It wasn’t his first choice, but he’ll have to take it. President Obama is looking at the possibility of setting up a no-fly zone in Syria, according to The Daily Beast’s very well sourced Josh Rogin. What now?
No decisions have been made — this could be the most difficult foreign policy decision of Obama’s presidency — but it’s been looking more and more like an international military response may be necessary to bring transition to more than two years of civil war. And now Rogin reports that Obama asked the Pentagon to draw up plans for a potential no-fly zone over Syria last week, just before John Kerry went on a tour of the Middle East. The plan would be enforced by the U.S. along with nations like France and the U.K., leaders from which have encouraged the institution of a no-fly zone, which the U.S. last instituted in full force in Libya. Of course, none of this complex backup-plan formulation means the White House is giving up on a potential peaceful solution. “The White House is still in contemplation mode but the planning is moving forward and it’s more advanced than it’s ever been,” an administration source told Rogin.

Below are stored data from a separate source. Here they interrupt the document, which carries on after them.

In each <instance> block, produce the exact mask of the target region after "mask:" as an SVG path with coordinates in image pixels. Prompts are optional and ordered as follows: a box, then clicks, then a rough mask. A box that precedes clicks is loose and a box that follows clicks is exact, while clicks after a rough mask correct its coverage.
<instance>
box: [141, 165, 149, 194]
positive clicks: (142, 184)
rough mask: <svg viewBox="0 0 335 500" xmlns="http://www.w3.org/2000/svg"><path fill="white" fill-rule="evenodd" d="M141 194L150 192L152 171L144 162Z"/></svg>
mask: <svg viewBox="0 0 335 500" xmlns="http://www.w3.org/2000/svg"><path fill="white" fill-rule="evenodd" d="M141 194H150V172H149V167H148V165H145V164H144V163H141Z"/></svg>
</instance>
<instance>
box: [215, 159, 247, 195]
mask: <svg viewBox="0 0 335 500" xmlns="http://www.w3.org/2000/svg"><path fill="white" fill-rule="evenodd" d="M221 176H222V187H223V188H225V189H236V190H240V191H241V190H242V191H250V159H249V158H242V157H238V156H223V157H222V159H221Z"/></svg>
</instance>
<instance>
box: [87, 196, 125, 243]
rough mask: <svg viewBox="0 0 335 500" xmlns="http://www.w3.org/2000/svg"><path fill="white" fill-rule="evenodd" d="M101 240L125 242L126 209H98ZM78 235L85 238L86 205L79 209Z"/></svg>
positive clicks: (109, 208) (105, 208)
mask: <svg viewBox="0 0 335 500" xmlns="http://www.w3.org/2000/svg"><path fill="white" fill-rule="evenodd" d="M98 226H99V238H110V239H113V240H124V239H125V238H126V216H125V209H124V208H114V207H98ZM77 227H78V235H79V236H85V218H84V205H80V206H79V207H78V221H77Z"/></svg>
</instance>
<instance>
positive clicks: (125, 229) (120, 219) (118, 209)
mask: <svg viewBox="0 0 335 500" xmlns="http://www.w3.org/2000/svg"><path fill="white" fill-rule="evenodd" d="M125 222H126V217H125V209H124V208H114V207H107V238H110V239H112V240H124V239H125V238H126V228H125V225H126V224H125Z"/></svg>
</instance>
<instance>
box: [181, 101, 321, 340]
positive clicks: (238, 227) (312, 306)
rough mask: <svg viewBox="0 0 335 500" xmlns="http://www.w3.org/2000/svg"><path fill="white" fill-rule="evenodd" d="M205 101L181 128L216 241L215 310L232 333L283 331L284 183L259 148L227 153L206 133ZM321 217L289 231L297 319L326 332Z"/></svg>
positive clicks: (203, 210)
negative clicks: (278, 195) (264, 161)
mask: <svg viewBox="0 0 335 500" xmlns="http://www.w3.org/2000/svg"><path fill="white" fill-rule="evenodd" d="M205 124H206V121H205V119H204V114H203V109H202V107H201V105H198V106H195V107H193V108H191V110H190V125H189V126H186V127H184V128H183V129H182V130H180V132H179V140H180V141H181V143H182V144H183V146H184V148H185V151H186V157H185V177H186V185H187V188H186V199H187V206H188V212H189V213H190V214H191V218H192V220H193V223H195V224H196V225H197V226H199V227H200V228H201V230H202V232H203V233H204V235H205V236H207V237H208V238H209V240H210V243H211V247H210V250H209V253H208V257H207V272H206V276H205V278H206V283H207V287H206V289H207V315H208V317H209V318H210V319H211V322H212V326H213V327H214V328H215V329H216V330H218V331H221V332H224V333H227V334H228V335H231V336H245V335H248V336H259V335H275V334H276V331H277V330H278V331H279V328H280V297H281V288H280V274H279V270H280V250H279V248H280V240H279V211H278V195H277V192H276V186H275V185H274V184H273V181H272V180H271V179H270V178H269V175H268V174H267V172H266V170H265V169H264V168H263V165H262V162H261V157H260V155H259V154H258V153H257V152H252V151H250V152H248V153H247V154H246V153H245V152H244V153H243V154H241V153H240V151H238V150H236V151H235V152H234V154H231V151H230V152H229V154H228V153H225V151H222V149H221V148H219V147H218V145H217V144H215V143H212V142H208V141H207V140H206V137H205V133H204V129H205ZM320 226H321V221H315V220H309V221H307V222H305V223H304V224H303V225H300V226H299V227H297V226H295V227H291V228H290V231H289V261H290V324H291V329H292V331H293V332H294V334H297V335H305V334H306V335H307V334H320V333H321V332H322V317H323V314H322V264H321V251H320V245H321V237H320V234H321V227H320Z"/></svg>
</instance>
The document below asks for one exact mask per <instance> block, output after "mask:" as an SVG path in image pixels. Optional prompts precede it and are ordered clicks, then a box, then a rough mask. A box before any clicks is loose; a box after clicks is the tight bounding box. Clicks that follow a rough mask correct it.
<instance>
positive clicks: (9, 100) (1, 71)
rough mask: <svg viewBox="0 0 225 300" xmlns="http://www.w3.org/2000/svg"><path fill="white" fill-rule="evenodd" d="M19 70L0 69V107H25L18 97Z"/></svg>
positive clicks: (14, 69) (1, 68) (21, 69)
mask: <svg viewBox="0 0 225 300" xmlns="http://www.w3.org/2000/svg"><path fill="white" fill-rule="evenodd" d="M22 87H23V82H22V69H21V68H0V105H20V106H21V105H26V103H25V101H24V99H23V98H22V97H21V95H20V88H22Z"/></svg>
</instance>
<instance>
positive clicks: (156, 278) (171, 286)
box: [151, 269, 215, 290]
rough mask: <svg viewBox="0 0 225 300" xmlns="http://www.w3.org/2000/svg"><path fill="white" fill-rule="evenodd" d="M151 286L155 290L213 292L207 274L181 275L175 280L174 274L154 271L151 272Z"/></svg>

Indeed, the military option is far from the only one. There’s the peace conference in Geneva next month, and both the Syrian opposition and the Assad regime have agreed to send representatives. Rebel leaders want the end of the Assad regime as a precondition for their attendance, though, which is unlikely to happen.
President Obama has been hesitant about entering the Syrian conflict for a while. The Pentagon drew up designs for a no-fly zone, in April but military officials never showed them to the president because of his staunch position against getting involved. Even after evidence of chemical weapons use appeared, and the White House said they have proof chemical weapons were used, Obama still decided not to enter the fray. The President’s (off the cuff) remark about chemical weapons being a “red line” for engagement didn’t result in action, and the White House has treaded carefully.